Planting bulbs for spring drama

Plan ahead for a fabulous spring display by planting bulbs

Narcissus Sir Winston Churchill

If you want to ensure colour, drama and fabulous spring flowers, then plant, plant plant. Bulbs are nature’s treasure chests. Inside each bulb is a flower bud just waiting to emerge. By planting these dormant jewels from late summer into autumn you can give them the head start that they need to burst into life next spring.

Bulbs are possibly one of the most underrated type of plant, because you are guaranteed fantastic results as long as you plant them in a well drained soil in an open, sunny position.

Choosing bulbs

With literally hundreds if not thousands of garden bulbs on offer, it can be bewildering choosing the right ones. Think of it like a grown up pick and mix, you can literally select your favourites and plant lots of them, but try a few new one’s too. And when it comes to bulbs, size matters, so buy the best you can afford to ensure you are getting large, healthy bulbs that are ready to flower.

bag of bulbs
Choosing the best quality bulbs is important for the best resutls. Image: Martin Mulchinock

Creating impact

Bulbs are a brilliant way to paint colour around your garden. Whether you plant them in the border in contrasting blocks of colour, or create a gradual symphony of changing shades you can add different effects as you plant. It’s just like making a piece of art and what’s really great is that you can change it each year, add to it or even plant it in containers and move it around. Bulbs are the drama queens that every garden needs; they are affordable, easy and great for beginners too.

The contrasting flame splashed orange flowers of ‘Princess Irene’ create vibrant highlights in the garden. Image: Richard Jackson

Dazzling Daffodils

These yellow beacons are botanically called narcissi, it’s not meant to be confusing, but it can be. There are hundreds of different types from the pretty dwarf varieties that are perfect for the front of the border and for pots, to the sweetly scented that are often (but not always) forced for Christmas, as well as the large trumpets and orange eyed beauties. To be honest each and every one is a wonder. These harbingers of spring are some of the earliest bulbs to flower, their sunshine yellow flowers bringing vibrant relief after winter.
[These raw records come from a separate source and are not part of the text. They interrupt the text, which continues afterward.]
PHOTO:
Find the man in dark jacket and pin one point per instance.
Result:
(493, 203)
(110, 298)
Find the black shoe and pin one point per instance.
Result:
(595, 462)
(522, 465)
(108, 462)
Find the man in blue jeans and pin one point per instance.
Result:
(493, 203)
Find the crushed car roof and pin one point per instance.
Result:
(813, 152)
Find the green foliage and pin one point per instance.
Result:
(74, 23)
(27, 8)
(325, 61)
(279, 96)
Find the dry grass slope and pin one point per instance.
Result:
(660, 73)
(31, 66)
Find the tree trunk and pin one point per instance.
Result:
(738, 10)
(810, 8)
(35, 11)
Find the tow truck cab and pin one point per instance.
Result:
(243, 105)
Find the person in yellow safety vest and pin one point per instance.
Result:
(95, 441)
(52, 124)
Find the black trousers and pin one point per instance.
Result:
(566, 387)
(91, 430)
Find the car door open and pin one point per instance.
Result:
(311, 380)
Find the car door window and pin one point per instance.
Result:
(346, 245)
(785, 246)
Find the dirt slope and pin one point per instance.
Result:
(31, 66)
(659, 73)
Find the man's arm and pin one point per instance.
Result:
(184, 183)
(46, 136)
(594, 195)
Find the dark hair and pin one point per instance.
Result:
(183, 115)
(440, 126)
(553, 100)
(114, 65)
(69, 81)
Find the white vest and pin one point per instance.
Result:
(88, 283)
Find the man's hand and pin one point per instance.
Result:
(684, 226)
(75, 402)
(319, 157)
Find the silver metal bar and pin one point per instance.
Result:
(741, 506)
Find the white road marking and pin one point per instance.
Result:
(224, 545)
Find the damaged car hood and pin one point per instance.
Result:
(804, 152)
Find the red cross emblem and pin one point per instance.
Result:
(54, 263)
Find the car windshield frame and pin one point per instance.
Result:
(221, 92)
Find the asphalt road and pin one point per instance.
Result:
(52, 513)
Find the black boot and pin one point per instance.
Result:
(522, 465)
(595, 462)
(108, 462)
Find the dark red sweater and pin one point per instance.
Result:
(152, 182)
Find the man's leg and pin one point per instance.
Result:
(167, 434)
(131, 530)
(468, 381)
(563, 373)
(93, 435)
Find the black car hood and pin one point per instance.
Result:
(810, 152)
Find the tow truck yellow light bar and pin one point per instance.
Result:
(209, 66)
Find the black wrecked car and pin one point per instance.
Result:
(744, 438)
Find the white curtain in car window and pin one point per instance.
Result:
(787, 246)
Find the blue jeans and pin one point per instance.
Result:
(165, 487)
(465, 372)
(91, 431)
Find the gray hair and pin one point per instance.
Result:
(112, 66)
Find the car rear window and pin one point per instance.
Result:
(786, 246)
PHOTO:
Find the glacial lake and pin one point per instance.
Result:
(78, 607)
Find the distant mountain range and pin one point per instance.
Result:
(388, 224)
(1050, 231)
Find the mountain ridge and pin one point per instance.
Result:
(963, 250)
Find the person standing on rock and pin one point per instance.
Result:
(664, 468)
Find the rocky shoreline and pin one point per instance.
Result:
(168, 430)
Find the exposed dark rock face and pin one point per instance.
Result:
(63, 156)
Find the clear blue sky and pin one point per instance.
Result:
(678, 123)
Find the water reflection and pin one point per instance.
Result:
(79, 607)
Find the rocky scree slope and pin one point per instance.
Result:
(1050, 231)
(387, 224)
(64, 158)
The sweetly scented flowers of Narcissus ‘Sir Winston Churchill’ is a spring favourite.

If you are short on space and want your plants to earn their place, then choose scented narcissi. They give your twice as much ‘bang for your buck’ – they look beautiful and have a divine fragrance. Great varieties to choose are ‘Cheerfulness’, ‘Sir Winston Churchill’ and ‘White Lion’. And the great thing about narcissi is that they are pretty pest free and will come back year after year to delight you and transform the garden.

Tremendous Tulips

Tulips are almost the perfect plant. Each plump bulb hides the most exquisite flower deep inside, all you’ve got to do is to coax it out and it’s very very easy. So easy that even if you’ve never, ever gardened before you can do this, you really can.

Whether you’ve got a few pots that need a makeover, or a new border that you want to transform, clumps of tulips are the perfect choice. Tulips are easy to plant, not very fussy and designed to create a border firework display in your garden. Some flower early in March and April and others keep the display going right into May. There are dozens of different types from dwarf varieties, singles, doubles and a huge range of colours.

Tulip ‘Antoinette’ has multiple colour changing flowers from one bulb. Image: John Morgan

Bouquet tulips are perfect for cutting and the gorgeous Peony Flowered tulips that look like peonies can be planted en-masse for a stunning display. Look out for some special colour combinations and the amazing, colour changing, multi-headed tulips.

This stunning combination of exotic double flowered tulips is a real winner.

Awesome Alliums

As the spring display starts to soften give it a new injection of vibrancy with some alliums. The great thing with bulbs is that you can plant them all at the same time and then sit back and let them do their thing. So with a little bit of planning you can have a continual firework display in the border for months on end, with a crescendo of alliums to complete the show. Alliums don’t just look good in bud; the flowers open into a huge ball of purple splendor, each one a starry burst of petals within the flower head. But even as they start to set seed, they create an alien-like globe of interest, that dries and becomes a pale skeletal form that punctuates the border until you cut it down.

Allium ‘Purple Sensation’ is a fantastic border plant.

Not only can you cut the flower heads for indoor decorations, but the seed heads can be dried, sprayed and used for festive displays too. Of all the spring flowering bulbs alliums are perhaps the most reliable for coming back bigger and better for years to come. So for the price of a bottle of wine, you are buying weeks of interest for years to come. For fabulous, reliable bright purple balls of drama choose Allium ‘Purple Sensation’, it combines beautifully with the softer lavender shades of Allium ‘Gladiator’.